During your interview, you will almost always be asked why you are leaving or why you have left your last position. You want to come across as a quality, competent restaurant manager who is looking to make a positive career change. You want to express that, while you benefited from your time with your former employer, you are ready to look toward the challenges of a new management opportunity. You do not, under any circumstances, want to turn this question into a negative bashing of your last restaurant or boss. Both you and your former employer should look good. In an interview remember to avoid making negative comments. Many interviewers feel if you were unhappy at your last job, you will be unhappy again. Restaurant loyalty may be practically nonexistent, but restaurant recruiters and hiring managers are repelled by candidates who disparage an employer, boss, or co-workers, whether former or current. You may hate the place top to bottom, the food and business practices may be horrible, but saying so, to anyone, is a bad idea.
Headhunters and hiring managers alike rely on peer information as much as references from former bosses. Peers are quick to point out that, "Sam doesn't really like it here," or worse, "He's so negative." Remember, two people can keep a secret if one of them is dead. Do not confide your contempt for present or past employers to co-workers unless you want your words to come back to haunt you.
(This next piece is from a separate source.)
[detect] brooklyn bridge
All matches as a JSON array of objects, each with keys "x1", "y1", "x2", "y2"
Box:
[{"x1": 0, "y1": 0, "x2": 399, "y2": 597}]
As a result of this type of negative reference, hiring managers will wonder what character flaws kept you there if you thought the organization is so terrible. Giving up on the job, but not leaving, is near the top of a hiring manager’s short list of traits that will eliminate a candidate even if he or she has star potential. A recruiter can always ferret out this information. One hiring manager once told me he had heard from several contacts that the interviewee’s restaurant was badly run and poorly staffed. The candidate he interviewed from there (he loved his resume) had the serene air of someone disengaged from the fray. Upon close questioning, the candidate told the hiring manager that the situation was hopeless and not worth his effort. He's on the payroll, but he's not doing the job. Why would another concept want him?
If you find yourself slipping into negatives, turn the conversation to a positive note immediately. Let the hiring manager know how you benefited from the experience. All in all, keep it positive. If you bash your old boss, chances are you’ll bash your new boss. Your prospective new boss does not want to be bashed.